Ces trois sortes d'hommes avaient quatre bras, quatre jambes et deux visages. Ils étaient robustes et tournaient rapidement sur eux-mêmes comme des roues. Leur force leur inspira l'audace de combattre les dieux à l'exemple des Géants. Jupiter, ne pouvant souffrir une telle insolence...
—Michon, est-ce que la jupe ne traîne pas trop à gauche ? demanda Nanteuil.

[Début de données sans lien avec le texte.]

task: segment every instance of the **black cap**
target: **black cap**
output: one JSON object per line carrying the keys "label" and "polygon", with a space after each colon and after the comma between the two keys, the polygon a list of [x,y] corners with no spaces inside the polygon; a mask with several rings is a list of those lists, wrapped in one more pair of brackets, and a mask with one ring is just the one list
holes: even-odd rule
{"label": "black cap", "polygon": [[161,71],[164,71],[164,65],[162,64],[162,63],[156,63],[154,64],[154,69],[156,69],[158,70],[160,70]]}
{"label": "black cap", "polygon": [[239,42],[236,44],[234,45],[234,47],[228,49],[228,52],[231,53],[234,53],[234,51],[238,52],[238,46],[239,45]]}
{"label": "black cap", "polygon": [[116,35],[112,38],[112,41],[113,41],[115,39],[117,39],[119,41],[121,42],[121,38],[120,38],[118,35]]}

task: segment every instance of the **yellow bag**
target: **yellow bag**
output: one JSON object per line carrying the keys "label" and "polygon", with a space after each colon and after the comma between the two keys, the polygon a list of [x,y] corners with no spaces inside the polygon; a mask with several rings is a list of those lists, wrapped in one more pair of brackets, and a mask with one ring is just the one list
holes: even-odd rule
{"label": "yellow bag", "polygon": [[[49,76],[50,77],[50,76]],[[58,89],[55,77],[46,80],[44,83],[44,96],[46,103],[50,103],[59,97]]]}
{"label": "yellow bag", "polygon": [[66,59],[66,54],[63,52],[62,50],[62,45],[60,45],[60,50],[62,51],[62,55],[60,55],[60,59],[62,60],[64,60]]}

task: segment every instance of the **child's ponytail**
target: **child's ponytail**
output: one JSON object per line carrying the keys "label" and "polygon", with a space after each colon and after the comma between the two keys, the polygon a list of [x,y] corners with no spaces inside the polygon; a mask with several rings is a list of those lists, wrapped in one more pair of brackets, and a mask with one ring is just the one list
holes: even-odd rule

—... résolut, poursuivit le docteur, de les rendre moins forts et moins hardis. Il sépara chaque homme en deux, de manière qu'il n'eut plus que deux bras, deux jambes et une tête, et la race humaine fut dès lors ce qu'elle est aujourd'hui. Chacun de nous n'est donc qu'une moitié d'homme qui a été séparée de son tout comme on divise une sole en deux parts. Ces moitiés cherchent toujours leurs moitiés. L'amour que nous avons les uns pour les autres n'est que la force qui nous pousse à réunir nos deux moitiés pour nous rétablir dans notre ancienne perfection. Les hommes qui proviennent de la séparation des androgynes aiment les femmes ; les femmes qui ont cette même origine aiment les hommes. Mais les femmes qui proviennent de la séparation des femmes primitives n'accordent pas grande attention aux hommes et sont portées vers les femmes. Ne soyez donc plus surprise quand vous voyez...
—C'est vous, docteur, qui avez imaginé cette histoire-là ? demanda Nanteuil, en piquant une rose à son corsage.
Le docteur se défendit avec force d'en avoir rien inventé. Au contraire, il en avait, disait-il, retranché une partie.
—Tant mieux ! s'écria Nanteuil. Parce que je vais vous dire : Celui qui a trouvé ça n'est pas malin.
—Il est mort, dit Trublet.
Nanteuil exprima de nouveau le dégoût que lui inspirait sa partenaire ; mais madame Doulce, qui était prudente et déjeunait quelquefois chez Jeanne Perrin, détourna la conversation.

—Enfin, mignonne, tu le tiens, le rôle d'Angélique. Seulement, rappelle-toi ce que je t'ai dit : il faut garder le geste un peu étroit, la taille un peu raide. C'est le secret des ingénues. Défie-toi de ta jolie souplesse naturelle. Les jeunes filles du répertoire doivent être un rien poupée.